Mothers’ Sounds Are Building Block for Babies’ Brains


reprinted from the New York Times

The sound of a mother’s voice plays a critical role in a baby’s early development, multiple studies have shown. Now, researchers have demonstrated that the brain itself may rely on a mother’s voice and heartbeat to grow.

Researchers at Brigham and Women’s Hospital in Boston studied 40 babies born eight to 15 weeks prematurely. Like most severely premature babies, the infants were confined to incubators and spent limited time with their mothers.

“Preemies born this early are basically fetuses that happen to be out there by accident,” said Amir Lahav, an assistant professor of pediatrics at Harvard Medical School and senior author of the study.

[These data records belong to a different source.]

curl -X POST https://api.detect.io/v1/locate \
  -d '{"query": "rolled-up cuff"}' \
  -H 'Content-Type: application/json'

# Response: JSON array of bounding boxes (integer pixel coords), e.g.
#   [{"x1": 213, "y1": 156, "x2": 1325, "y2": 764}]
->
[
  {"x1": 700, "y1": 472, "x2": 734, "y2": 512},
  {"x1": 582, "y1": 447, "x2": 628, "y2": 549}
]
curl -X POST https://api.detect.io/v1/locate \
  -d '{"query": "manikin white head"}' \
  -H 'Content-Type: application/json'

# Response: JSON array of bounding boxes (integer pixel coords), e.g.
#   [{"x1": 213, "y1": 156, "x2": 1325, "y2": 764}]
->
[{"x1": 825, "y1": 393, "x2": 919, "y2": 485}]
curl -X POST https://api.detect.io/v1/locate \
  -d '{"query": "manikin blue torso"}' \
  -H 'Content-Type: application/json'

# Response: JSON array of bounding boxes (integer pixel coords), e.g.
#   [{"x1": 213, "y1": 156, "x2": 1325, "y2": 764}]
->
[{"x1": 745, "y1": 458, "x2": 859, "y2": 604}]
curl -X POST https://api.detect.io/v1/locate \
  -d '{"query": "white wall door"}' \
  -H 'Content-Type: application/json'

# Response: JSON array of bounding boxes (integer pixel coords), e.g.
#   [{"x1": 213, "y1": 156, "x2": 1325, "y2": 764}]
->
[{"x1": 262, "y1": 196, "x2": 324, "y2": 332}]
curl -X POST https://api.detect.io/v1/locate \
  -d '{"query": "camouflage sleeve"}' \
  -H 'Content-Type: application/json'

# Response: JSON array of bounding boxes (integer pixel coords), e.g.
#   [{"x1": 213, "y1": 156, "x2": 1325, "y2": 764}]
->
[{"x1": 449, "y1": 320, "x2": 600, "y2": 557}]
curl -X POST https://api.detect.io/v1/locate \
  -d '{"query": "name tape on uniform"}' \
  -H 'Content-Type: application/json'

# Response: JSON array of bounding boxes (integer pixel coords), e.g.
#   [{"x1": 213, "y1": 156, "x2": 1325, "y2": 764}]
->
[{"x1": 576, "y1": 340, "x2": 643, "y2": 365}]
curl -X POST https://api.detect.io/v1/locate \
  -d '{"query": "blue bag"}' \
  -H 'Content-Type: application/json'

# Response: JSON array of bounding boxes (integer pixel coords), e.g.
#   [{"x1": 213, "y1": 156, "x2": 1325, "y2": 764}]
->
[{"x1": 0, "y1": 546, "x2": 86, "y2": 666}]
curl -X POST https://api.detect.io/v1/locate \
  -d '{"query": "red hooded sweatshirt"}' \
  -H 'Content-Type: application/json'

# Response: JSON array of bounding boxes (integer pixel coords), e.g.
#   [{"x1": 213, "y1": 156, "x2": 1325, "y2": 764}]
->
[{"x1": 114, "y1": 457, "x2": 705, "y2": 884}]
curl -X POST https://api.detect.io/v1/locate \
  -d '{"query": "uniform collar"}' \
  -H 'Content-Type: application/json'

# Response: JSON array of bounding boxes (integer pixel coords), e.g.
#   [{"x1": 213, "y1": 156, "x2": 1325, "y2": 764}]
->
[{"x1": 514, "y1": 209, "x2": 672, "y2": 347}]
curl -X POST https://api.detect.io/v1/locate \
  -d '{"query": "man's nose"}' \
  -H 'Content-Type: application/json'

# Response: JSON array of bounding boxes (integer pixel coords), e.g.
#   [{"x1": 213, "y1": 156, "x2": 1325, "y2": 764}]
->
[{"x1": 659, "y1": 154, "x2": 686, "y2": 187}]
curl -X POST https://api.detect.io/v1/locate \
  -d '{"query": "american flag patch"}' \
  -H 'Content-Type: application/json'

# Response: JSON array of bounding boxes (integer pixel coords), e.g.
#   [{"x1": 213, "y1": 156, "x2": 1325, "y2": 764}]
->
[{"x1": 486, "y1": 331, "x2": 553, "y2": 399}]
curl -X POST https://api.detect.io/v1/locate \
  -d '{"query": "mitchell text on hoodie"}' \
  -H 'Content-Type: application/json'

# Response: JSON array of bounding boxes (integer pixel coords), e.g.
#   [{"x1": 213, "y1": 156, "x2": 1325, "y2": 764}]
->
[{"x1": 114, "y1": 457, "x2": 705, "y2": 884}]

Using tiny speakers placed inside the incubators, half the babies were exposed to the sounds of their mothers’ voices and heartbeats for three extra hours every day. The other half received no additional exposure to such sounds.

After 30 days, babies in the first group had developed a significantly larger auditory cortex — the hearing center of the brain — than those in the second group. The findings, published in Proceedings of the National Academy of Sciences, could help guide doctors and parents caring for premature babies, who often suffer from developmental and cognitive disabilities.

“This is part of the biological recipe for how you cook a baby,” Dr. Lahav said. “Any deviation from original recipe” could result in developmental problems, he added.